Others were dropped, apparently for agitating against Cunningham with others were simply cut just to make room for a new wave of players, many of whom in hindsight were undercooked.
But the unforgivable fact was that by the time Dublin crashed out of this year’s All-Ireland SHC in Thurles, there was as much talent outside the squad as within.
After being handed a three-year term as boss, Pat Gilroy's forces of persuasion will need to be stronger.
The 2011 All-Ireland winning football manager could begin foraging for hurlers in completely different places.
It is likely that he will ask some interesting questions to some of Dublin’s recent All-Ireland winning footballers over the coming weeks.

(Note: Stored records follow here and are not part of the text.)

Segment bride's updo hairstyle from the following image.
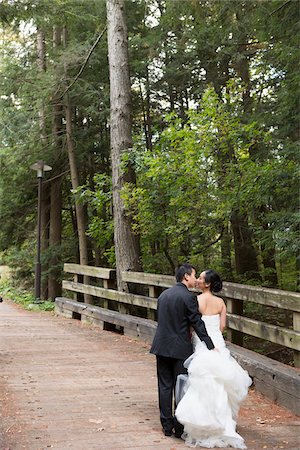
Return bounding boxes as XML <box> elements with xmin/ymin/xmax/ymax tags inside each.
<box><xmin>204</xmin><ymin>269</ymin><xmax>223</xmax><ymax>293</ymax></box>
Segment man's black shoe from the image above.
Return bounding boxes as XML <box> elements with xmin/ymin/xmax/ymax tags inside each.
<box><xmin>174</xmin><ymin>431</ymin><xmax>183</xmax><ymax>439</ymax></box>
<box><xmin>164</xmin><ymin>430</ymin><xmax>173</xmax><ymax>437</ymax></box>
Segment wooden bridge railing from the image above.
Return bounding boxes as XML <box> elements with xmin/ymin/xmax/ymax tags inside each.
<box><xmin>60</xmin><ymin>263</ymin><xmax>300</xmax><ymax>368</ymax></box>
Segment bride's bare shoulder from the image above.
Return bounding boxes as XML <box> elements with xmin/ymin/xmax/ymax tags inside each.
<box><xmin>212</xmin><ymin>294</ymin><xmax>224</xmax><ymax>302</ymax></box>
<box><xmin>197</xmin><ymin>294</ymin><xmax>207</xmax><ymax>314</ymax></box>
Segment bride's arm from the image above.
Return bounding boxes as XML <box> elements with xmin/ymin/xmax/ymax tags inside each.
<box><xmin>220</xmin><ymin>301</ymin><xmax>227</xmax><ymax>332</ymax></box>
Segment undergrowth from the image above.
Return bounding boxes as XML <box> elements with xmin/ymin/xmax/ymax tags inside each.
<box><xmin>0</xmin><ymin>280</ymin><xmax>55</xmax><ymax>312</ymax></box>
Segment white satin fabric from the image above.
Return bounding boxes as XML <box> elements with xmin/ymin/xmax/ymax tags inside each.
<box><xmin>175</xmin><ymin>315</ymin><xmax>252</xmax><ymax>449</ymax></box>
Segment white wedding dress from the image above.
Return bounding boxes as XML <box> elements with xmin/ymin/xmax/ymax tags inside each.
<box><xmin>175</xmin><ymin>315</ymin><xmax>252</xmax><ymax>449</ymax></box>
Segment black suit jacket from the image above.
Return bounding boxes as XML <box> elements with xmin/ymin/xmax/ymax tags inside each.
<box><xmin>150</xmin><ymin>282</ymin><xmax>214</xmax><ymax>360</ymax></box>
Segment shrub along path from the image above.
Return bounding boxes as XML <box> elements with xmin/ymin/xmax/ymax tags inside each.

The idea of Con O’Callaghan and Ciarán Kilkenny hurling for Dublin would appear to be gone, if not necessarily forever, than certainly for the foreseeable future.
Cormac Costello, mostly because of injury, hasn’t had the sort of sustained impact at senior football level as expected, although he is probably just a less troublesome run of luck away from doing so.

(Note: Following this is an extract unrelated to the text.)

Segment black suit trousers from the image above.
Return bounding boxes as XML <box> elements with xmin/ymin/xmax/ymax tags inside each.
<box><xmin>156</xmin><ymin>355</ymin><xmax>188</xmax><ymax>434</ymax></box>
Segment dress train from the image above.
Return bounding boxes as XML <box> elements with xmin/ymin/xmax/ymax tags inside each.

Gilroy and Connolly won an All-Ireland club SFC together with St Vincent’s in 2008 and Dublin in 2011 and they remain close.

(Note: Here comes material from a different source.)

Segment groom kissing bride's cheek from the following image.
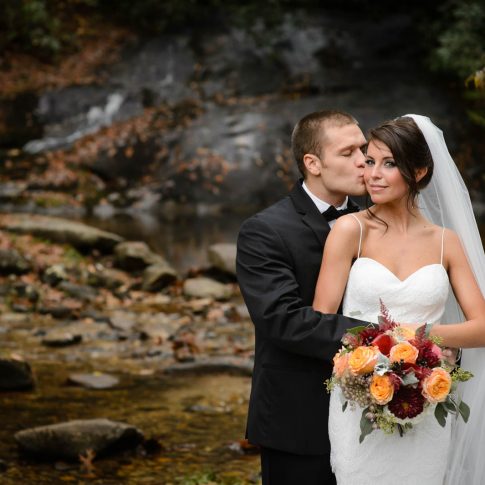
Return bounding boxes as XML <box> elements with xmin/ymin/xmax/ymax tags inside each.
<box><xmin>236</xmin><ymin>110</ymin><xmax>485</xmax><ymax>485</ymax></box>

More pertinently, Connolly had a turbulent season with Jim Gavin’s squad this year, replete with a 12-week suspension, a central role in the controversy of the summer and a place only on the bench for last month’s All-Ireland final.
Whether winning the final and playing such an important part in that victory, albeit an abridged one, soothed Connolly’s frustrations, only he knows.